Minimal impact from fall in values

A drop in Central Otago property values in the past three years is unlikely to have a dramatic impact on rates bills.

The revaluation of the district has just been completed and the new rating valuations will be posted out to property owners on Monday. Throughout the district, there has been a 5.9% decrease overall in capital value and a 9.3% decrease in land value.

Central Otago District Council accountant Karen McCarthy said yesterday council staff were still working out what impact the new values would have on the rates but the biggest component of most rates bills was fixed charges. Those figures would remain the same.

The property's land value or capital value were also taken into account, depending on the type of rate it was, but a drop in values did not necessarily lead to a corresponding decrease in the rates bill, she said.

"We still need to collect the same amount from throughout the district in rates."

Although the new valuations are dated September 1, 2010, they will not be used for rating assessments until July 2011, Ms McCarthy said.

A break-down of the figures and their impact on rates across the district would be completed in time for the council's December 15 meeting.

Quotable Value southern operations manager Brendon Bodger said the district was worth $6.38 billion and the average house was valued at $297,000, down from $311,000 in 2007.
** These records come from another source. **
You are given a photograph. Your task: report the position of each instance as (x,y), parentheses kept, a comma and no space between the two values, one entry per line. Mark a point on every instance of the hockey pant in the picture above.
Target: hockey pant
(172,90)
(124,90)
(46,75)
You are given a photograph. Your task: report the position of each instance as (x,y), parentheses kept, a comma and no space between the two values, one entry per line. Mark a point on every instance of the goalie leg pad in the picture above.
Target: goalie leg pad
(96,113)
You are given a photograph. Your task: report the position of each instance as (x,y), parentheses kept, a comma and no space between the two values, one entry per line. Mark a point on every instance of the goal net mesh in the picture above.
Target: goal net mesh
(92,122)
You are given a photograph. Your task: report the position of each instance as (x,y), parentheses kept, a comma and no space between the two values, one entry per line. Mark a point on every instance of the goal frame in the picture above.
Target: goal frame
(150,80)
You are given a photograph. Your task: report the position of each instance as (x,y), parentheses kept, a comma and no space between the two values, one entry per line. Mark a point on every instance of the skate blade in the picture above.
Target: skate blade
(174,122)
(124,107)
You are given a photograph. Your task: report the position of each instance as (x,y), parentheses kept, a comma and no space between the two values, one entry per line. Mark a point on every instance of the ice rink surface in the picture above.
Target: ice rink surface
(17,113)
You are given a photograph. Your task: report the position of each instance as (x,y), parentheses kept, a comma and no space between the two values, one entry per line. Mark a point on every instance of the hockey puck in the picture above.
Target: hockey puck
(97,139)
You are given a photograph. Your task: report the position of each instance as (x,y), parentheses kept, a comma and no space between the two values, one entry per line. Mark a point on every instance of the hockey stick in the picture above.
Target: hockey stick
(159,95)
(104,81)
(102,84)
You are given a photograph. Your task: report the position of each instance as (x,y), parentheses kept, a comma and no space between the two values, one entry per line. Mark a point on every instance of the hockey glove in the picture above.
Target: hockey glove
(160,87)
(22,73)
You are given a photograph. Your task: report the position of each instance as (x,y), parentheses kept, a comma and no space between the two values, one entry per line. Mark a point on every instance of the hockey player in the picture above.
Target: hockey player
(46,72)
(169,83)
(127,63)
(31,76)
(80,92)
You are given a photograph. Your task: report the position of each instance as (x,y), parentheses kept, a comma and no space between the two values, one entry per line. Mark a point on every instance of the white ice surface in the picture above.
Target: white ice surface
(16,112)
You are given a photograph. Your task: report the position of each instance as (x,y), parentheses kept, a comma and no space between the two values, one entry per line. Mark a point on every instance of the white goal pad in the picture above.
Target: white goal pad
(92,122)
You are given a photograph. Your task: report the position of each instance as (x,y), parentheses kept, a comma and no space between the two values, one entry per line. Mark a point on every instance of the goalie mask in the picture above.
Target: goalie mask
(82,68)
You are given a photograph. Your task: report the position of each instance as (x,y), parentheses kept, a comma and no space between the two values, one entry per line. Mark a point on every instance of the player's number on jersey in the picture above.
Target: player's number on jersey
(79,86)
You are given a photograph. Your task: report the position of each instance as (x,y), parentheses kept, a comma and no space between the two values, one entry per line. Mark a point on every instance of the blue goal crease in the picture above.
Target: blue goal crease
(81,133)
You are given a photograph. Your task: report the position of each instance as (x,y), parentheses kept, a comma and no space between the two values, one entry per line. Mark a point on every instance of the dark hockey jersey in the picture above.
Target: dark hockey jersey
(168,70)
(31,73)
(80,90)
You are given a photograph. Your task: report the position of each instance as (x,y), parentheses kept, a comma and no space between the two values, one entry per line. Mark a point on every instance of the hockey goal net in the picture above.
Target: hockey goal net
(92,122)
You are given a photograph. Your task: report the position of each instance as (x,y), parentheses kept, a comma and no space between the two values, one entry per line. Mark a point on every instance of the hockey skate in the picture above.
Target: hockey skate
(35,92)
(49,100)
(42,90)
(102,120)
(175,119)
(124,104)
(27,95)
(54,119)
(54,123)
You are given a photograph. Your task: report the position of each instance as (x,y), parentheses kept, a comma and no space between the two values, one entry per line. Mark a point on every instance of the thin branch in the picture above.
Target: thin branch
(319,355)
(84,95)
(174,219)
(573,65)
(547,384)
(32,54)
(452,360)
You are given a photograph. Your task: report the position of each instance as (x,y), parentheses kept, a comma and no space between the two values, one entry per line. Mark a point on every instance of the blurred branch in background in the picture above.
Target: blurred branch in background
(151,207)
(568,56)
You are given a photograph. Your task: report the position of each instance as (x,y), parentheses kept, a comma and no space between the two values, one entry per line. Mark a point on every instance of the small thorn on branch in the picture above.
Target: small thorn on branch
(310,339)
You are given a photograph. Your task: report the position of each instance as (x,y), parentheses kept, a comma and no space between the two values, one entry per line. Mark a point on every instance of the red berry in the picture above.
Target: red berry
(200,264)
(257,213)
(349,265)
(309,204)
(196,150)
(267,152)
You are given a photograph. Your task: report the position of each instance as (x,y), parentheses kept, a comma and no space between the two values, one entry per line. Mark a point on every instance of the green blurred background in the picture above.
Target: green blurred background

There was a lower demand for all property, represented by low sales volumes, which followed the nationwide trend, he said.

"As far as residential property is concerned, there's been a 5-10% correction in the values, which is nothing too dramatic."

He said the new valuations were "on the back of two significant increases in values at the past two revaluations".

There was a 24% rise in capital values and a 30% increase in land value in 2007.

The capital value of residential properties has dropped 10.2% this time, while the capital value of lifestyle properties has declined 8.4%. An abundance of lifestyle blocks was not helping that market, Mr Bodger said.

"Forty-six percent of all lifestyle properties are vacant."

However, the values of lifestyle blocks around the main towns of Alexandra and Cromwell had "held up better", he said.

Horticulture and vineyard land values had dropped 22% .

"That's mirrored what has happened in the rest of the country. There was a surge in those values in 2007 and 2008, and they were on the way up then but have dropped back now."

Central Otago rural values were more influenced by pastoral farming and there was less influence from the dairy sector than in some of the other South Island districts. The value of dairy land was up 22% in Central Otago but there were only 17 dairy properties in the district.

Pastoral fattening properties were at similar values to 2007, while pastoral grazing property values had dropped 10%.

Commercial and industrial land had decreased 2% in capital value and 11.8% in land value.

Investment rates of return were typically 0.5 to 1.0% above 2007 levels, he said. There was rental growth of 5% to 20%, compared with 2007.

Land-value levels for Alexandra business-zoned land were similar to the 2007 valuation, while industrial-land value in Cromwell had decreased 20% in the past three years.

There was a lot of vacant commercial land in that town for sale, Mr Bodger said.

"It reached pretty significant levels in demand, as an overflow from the Queenstown market last time [in 2007]."